Settecent’anni dopo il sogno del Poeta
il Signor del Buio tornò a guardare il mondo
vi vide l’uomo di sé cacciatore e preda
vi vide vivi su un suolo moribondo,
un cielo nero che non mostrava luce
seppur tra gli astri ancor girava in tondo.
E vide alcuni, lì dove il sole coce,
barattar’ il vil’ danaro per la vita
spargendo ovunque un fumo nero e atroce
su di una terra mille volte già tradita
Terra Felice conobbe mala sorte.
Ogni ragione per quel nome era sparita.
Tornando indietro nel suo regno della notte
non vide colpa fosse mai così feroce
né pena adatta a chi infligge quella morte.
E incominciò, impastando merda e pece,
a costruire il decimo girone
immaginò e in una notte fece
il più infame cerchio di dannazione.
Al centro del girone v’era un lago
dov’ acqua nera ribolliva di veleno
e come fosse dalle viscere di un drago
dal suolo divampavano nel cielo
fruste di fuoco che duravano un istante
lasciando nello spazio un nero velo.
Dal lago si vedeva assai distante
un altopiano che circondava quel creato
solcato da un sentiero solamente.
Lo percorreva chi si era destinato
a rimaner per l’altra vita in questo inferno
laddove il fumo dalla gola ruba il fiato
dove il respiro porta in sé dolore eterno.
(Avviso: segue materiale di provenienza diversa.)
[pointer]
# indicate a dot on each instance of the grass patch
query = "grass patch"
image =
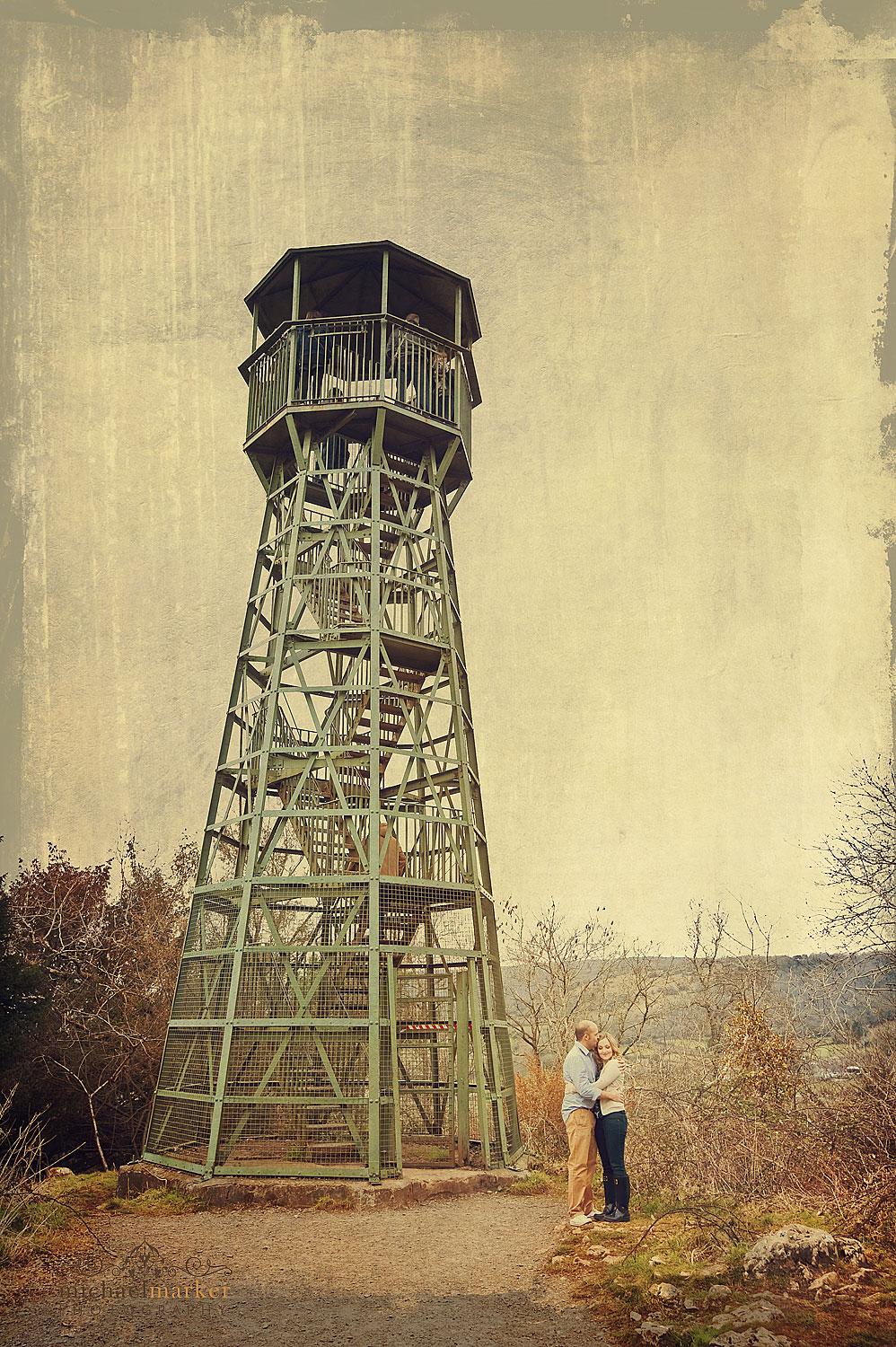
(691, 1258)
(535, 1184)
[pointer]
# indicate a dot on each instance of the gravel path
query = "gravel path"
(449, 1273)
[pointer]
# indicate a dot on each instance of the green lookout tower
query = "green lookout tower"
(339, 1007)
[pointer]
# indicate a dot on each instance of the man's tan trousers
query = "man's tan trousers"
(580, 1133)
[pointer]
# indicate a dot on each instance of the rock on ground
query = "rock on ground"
(799, 1249)
(752, 1338)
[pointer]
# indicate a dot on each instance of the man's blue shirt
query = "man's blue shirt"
(580, 1069)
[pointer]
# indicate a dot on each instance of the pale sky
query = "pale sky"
(675, 608)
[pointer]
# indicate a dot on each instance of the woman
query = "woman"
(611, 1126)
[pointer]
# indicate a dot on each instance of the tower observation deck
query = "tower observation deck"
(339, 1007)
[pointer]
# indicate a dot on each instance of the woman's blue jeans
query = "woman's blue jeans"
(610, 1133)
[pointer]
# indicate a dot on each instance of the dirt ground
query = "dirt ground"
(448, 1273)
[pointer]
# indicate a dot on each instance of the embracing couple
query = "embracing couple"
(596, 1123)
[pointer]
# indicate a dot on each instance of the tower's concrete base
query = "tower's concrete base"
(326, 1193)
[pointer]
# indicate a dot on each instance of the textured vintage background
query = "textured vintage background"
(672, 557)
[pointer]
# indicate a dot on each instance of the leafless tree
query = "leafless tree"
(731, 964)
(558, 974)
(860, 862)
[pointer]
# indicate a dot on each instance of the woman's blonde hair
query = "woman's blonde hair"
(612, 1042)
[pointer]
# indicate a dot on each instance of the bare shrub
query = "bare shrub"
(863, 1137)
(558, 974)
(540, 1096)
(21, 1160)
(108, 964)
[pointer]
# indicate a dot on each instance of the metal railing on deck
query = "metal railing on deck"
(358, 360)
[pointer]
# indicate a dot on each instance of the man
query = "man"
(580, 1072)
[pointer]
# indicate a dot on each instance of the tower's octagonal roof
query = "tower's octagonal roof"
(347, 279)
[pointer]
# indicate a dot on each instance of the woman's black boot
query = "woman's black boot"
(623, 1193)
(610, 1198)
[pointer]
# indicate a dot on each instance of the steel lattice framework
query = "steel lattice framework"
(339, 1005)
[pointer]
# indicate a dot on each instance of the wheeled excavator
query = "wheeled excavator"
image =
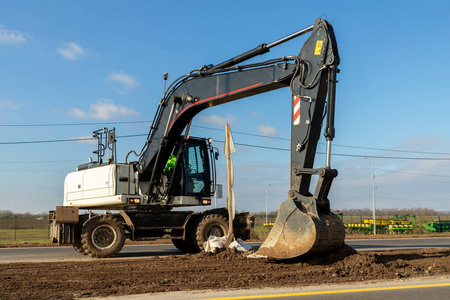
(176, 170)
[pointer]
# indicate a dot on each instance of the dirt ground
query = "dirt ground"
(225, 270)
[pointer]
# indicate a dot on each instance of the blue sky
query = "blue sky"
(102, 62)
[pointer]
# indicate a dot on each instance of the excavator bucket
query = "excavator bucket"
(296, 233)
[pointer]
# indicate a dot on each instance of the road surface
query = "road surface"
(50, 254)
(416, 289)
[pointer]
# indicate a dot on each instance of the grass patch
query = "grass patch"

Un fiume morto scorreva in quegli immensi
cantando note di gemito e sgomento
per punire attraverso i cinque sensi
fece così il migliore dei suoi giochi
per contrappasso il Nero Re colpiva gli empi
che Campania Felix osaron’ far’ Terra di Fuochi
Finiva lì ogn’anima dannata
che avesse acceso anch’uno di quei fuochi
con propria mano o per vil’ imbasciata.
Morivano di nuovo tra quei roghi
poiché non solo furono assassini
ma furon’ anche suicidi e traditori.
Enormi falli di fumo nero e d’ ossa
violavano degli empi ogni pertugio
con piedi e mani scavavano una fossa
con l’ unghie e le falangi senza indugio.
Vedevano in delirio i propri amanti
e a lor’ porgevan’ i pomi del contagio
contaminati da quei frutti ardenti
finivano nel fosso ora scavato
con tra le labbra code nere di serpenti.
Gridava tra la nebbia il condannato
che più urlava più gli finiva in gola
in preda a quel rimorso disperato
di chi ha una madre e la lascia morir sola.
Non v’era Lete per dimenticar’ gli errori
sapevan’ bene le ragioni di quel morbo
la verità era il più forte dei dolori.
Con bozzi neri a ricoprirne il corpo
ed altri dentro a provocar tormento
coi palmi a terra e con lo sguardo orbo
muovevano i dannati controvento
accovacciati, col naso a poche dita
dalla fanghiglia dal puzzo virulento.
Intorno al cerchio dopo lunga salita
sull’ altopiano finiva incatenato
chi ferm’ immobile fosse rimasto in vita.
Poiché l’Altissimo chiede all’usurpato
di muoversi in difesa della terra
curando in parte, il danno del ferito.
Lì v’ero anch’io che mai son sceso in guerra
e curo la mia rabbia con parole
come chi lotta e un colpo d’aria sferra
e pretende di difendere la sua prole.